Der Unabhängige Verwaltungssenat Wien fand nun keinen Anlaß, an den Angaben des Berufungswerbers sowie der Zeugin, die im unmittelbaren Eindruck korrekt und persönlich glaubwürdig wirkten und zudem mit den Angaben des Patienten im erstinstanzlichen Verfahren übereinstimmten, zu zweifeln, daß der Berufungswerber, welcher ein zur selbständigen Berufsausübung berechtigter Arzt ist, das Fahrzeug im Zuge einer Fahrt zur Leistung ärztlicher Hilfe auf dem Gehsteig abgestellt hat, da er in unmittelbarer Nähe der Ordinationsräume, in welchen der Kranke auf ihn wartete, kein Platz frei war, auf dem gehalten oder geparkt werden durfte und er während der Aufstellung das Fahrzeug mit der Tafel, welche die Aufschrift "Arzt im Dienst" getragen hat, gekennzeichnet hat.

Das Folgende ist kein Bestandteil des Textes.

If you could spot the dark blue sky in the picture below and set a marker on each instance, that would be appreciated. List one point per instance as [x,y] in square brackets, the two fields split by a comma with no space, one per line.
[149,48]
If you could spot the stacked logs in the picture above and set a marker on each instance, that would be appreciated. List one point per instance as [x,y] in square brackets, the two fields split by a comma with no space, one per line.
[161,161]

Es sind auch keine Umstände hervorgekommen, wonach durch die Aufstellung des Fahrzeuges die Sicherheit des Verkehrs beeinträchtigt gewesen wäre.

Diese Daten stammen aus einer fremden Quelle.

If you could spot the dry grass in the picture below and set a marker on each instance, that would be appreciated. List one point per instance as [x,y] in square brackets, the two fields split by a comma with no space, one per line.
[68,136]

Der Unabhängige Verwaltungssenat Wien verkennt nun nicht, daß die Begünstigungen für den "Arzt im Dienst" grundsätzlich nicht für die Fahrt zur Ordination gilt doch ist der vorliegende Fall, in welcher der Arzt sich außerhalb der Ordinationszeiten aus Zweckmäßigkeitsgründen und zur Vermeidung unnötiger Verzögerungen sich zu einem, bei der Ordination wartenden Patienten begibt, um ihn auf Grund eines akuten Asthmaanfalles zu behandeln, von dem Ausnahmetatbestand des § 24 Abs 5 StVO umfaßt. Es ist auf Grund der vorliegenden Beweisergebnisse davon auszugehen, daß es sich bei dieser Fahrt zur Leistung ärztlicher Hilfe um einen konkreten Fall der ärztlichen Hilfeleistung gehandelt hat (vgl VwGH vom 21.12.1990, Zl 89/17/0124), daß es sich um eine dringende Leistung ärztlicher Hilfe gehandelt hat, setzt § 24 Abs 5 StVO nicht voraus (VwGH vom 19.3.1990, Zl 89/18/0134).

Bei einer zusammenfassenden Würdigung der vorliegenden Beweisergebnisse ist daher als erwiesen anzusehen, daß der Berufungswerber gemäß § 24 Abs 5 StVO berechtigt war, das von ihm gelenkte Fahrzeug auf dem Gehsteig abzustellen. Bei diesem Ergebnis bedarf es keiner näheren Erörterung des Umstandes, daß sowohl der Berufungswerber als auch die Zeugin übereinstimmend angegeben haben, daß das Fahrzeug, nicht, wie im erstinstanzlichen Straferkenntnis festgestellt, am R-Platz gegenüber 4, sondern auf der Richtung O-ring gelegenen Seite des R-Platzes abgestellt gewesen ist.

Es war daher spruchgemäß zu entscheiden.